Ultimately, I don't believe that we should be debating about the policy for the 'wise men' in parliament to implement. I believe that we should give control of teacher funding back to the schools. They will create the most efficient process possible in order to get good quality staff and keep them. After all, it is in their interests to do so. Instead of opting for a one-size-fits-all government policy, we should decentralise the industry and invite innovation in staff management so that kids will have a chance to experience a better education led by better teachers.
That could work. That's my only real comment on this.
yes, it could work, but the problem will be private schools having better funding -> better teachers... is that necessarily a good thing?? why is it better this way when potentially successful students are limited by their family financial background??
That's just the politics of envy. So what if they have good teachers? Rich parents will always be able to afford more for their kids. What are you gonna do? Use government to take it from them? Robin hood style? Secondly, with Asian students, research has found no relationship between socio-economic status and student achievement. None whatsoever, so you don't even have causation. If what you said was actually true, then the research would have had to
at least found a statistically significant positive correlation. Thirdly, i don't see how this point is even related to the OP because what you describe is already happening right now.
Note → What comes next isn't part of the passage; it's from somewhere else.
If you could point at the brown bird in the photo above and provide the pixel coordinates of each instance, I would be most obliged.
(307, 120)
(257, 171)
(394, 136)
A lot of the debate around different pay structures fails to address the main point - that compensation arrangements are determined by a Soviet-style central bureaucracy rather than by the individual school, why that ought to be so, is beyond me. It should be individual schools determining for themselves what compensation arrangements suit them, not some bureaucrat imposing conformity on all schools from a distant office. The problem is only further exacerbated by the fact that the government bureaucracy has decided to impose upon all government schools a uniform and rigid pay scale in which poor teachers are grossly overpaid and good teachers grossly underpaid whereby pay is determined far more by seniority than by merit. So, it shouldn't come as a surprise that the average quality of incoming students to the teaching profession has been decreasing over time: "Between 1983 and 2003, the average percentile rank of those entering teacher education fell from 74 to 61, while the average rank of new teachers fell from 70 to 62."
http://econrsss.anu.edu.au/~aleigh/pdf/TQConf_Ryan.pdfSo the bottom line is that whether the pay arrangement is determined by merit, experience or even penis length, it should not be imposed from above by a central government bureaucracy.
On the question of teacher quality in the USA there exists a highly regarded set of standards for measuring highly accomplished teaching developed by the National Board for Professional Teaching Standards. Certification by the NBPTS is to teachers what the CFA is to Financial Analysts and what the CPA/CA is to Accountants. However, there is no such equivalent in Australia, in fact, there are only a few examples of teaching standards in Australia currently that are complete and useful for measuring teacher quality. Examples include the standards developed by Australian Association of Mathematics Teachers, Australian Science Teachers Association and the WA Education Department’s Level 3 Classroom teacher standards.